Aliquote IMU

Le aliquote IMU sono suddivise in aliquote comunali IMU e aliquote statali IMU. Con il decreto legge 201/2011 il governo Monti ha modificato e anticipato il ritorno dell'imposta sul patrimonio immobiliare, ora chiamata IMU. A differenza della vecchia ICI l'imposta IMU prevede la ripartizione del tributo tra Stato e Comuni, nel caso dell'ICI il tributo era interamente devoluto al Comune. Le aliquote IMU sono suddivise, inoltre, in base alla tipologia dell'immobile e all'eventuale status di abitazione principale. Nel d.l. 201/2011 si distinguono le seguenti tipologie di aliquote IMU:

  • Aliquota IMU di base. L'aliquota IMU di base a livello statale viene fissata al 7,6 per mille (0,76 per cento). Ai comuni viene riconosciuta la facoltà di aumentare o abbassare l'aliquota di base fino di 0,3 punti percentuali. L'aliquota IMU finale a carico del contribuente può, quindi, variare da 4,6 per mille (0,46%) a 10,6 per mille (1,06%) a seconda delle delibere del comune di ubicazione dell'immobile.

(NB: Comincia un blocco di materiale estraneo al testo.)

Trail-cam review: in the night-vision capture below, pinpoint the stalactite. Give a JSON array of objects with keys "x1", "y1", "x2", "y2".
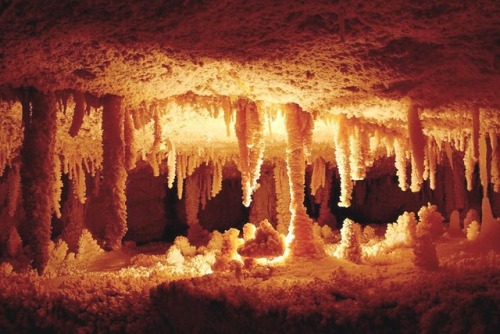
[
  {"x1": 472, "y1": 106, "x2": 480, "y2": 161},
  {"x1": 452, "y1": 155, "x2": 465, "y2": 210},
  {"x1": 464, "y1": 138, "x2": 476, "y2": 191},
  {"x1": 349, "y1": 126, "x2": 366, "y2": 180},
  {"x1": 410, "y1": 155, "x2": 422, "y2": 193},
  {"x1": 310, "y1": 157, "x2": 326, "y2": 196},
  {"x1": 167, "y1": 144, "x2": 177, "y2": 189},
  {"x1": 273, "y1": 159, "x2": 291, "y2": 235},
  {"x1": 334, "y1": 116, "x2": 353, "y2": 207},
  {"x1": 318, "y1": 167, "x2": 336, "y2": 227},
  {"x1": 210, "y1": 160, "x2": 224, "y2": 198},
  {"x1": 52, "y1": 154, "x2": 63, "y2": 218},
  {"x1": 147, "y1": 104, "x2": 162, "y2": 177},
  {"x1": 490, "y1": 131, "x2": 500, "y2": 192},
  {"x1": 221, "y1": 97, "x2": 233, "y2": 137},
  {"x1": 72, "y1": 164, "x2": 87, "y2": 204},
  {"x1": 100, "y1": 95, "x2": 127, "y2": 250},
  {"x1": 198, "y1": 164, "x2": 212, "y2": 210},
  {"x1": 177, "y1": 154, "x2": 187, "y2": 199},
  {"x1": 285, "y1": 104, "x2": 324, "y2": 257},
  {"x1": 7, "y1": 163, "x2": 21, "y2": 217},
  {"x1": 21, "y1": 90, "x2": 57, "y2": 274},
  {"x1": 408, "y1": 104, "x2": 425, "y2": 187},
  {"x1": 427, "y1": 140, "x2": 436, "y2": 190},
  {"x1": 479, "y1": 133, "x2": 489, "y2": 197},
  {"x1": 185, "y1": 172, "x2": 208, "y2": 245},
  {"x1": 444, "y1": 142, "x2": 454, "y2": 170},
  {"x1": 186, "y1": 153, "x2": 200, "y2": 176},
  {"x1": 235, "y1": 99, "x2": 265, "y2": 207},
  {"x1": 69, "y1": 91, "x2": 85, "y2": 137},
  {"x1": 123, "y1": 108, "x2": 137, "y2": 171}
]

  • Aliquota IMU abitazione principale. L'aliquota IMU per l'abitazione principale è un'aliquota agevolata che viene fissata dal governo al 4 per mille (0,4%). Anche in questo caso i comuni possono variare l'aliquota ma soltanto di 0,2 punti percentuali. L'aliquota IMU sulla prima casa a carico del contribuente può quindi variare dal 2 per mille (0,2%) al 6 per mille (0,6%) a seconda delle delibere del comune di ubicazione dell'immobile.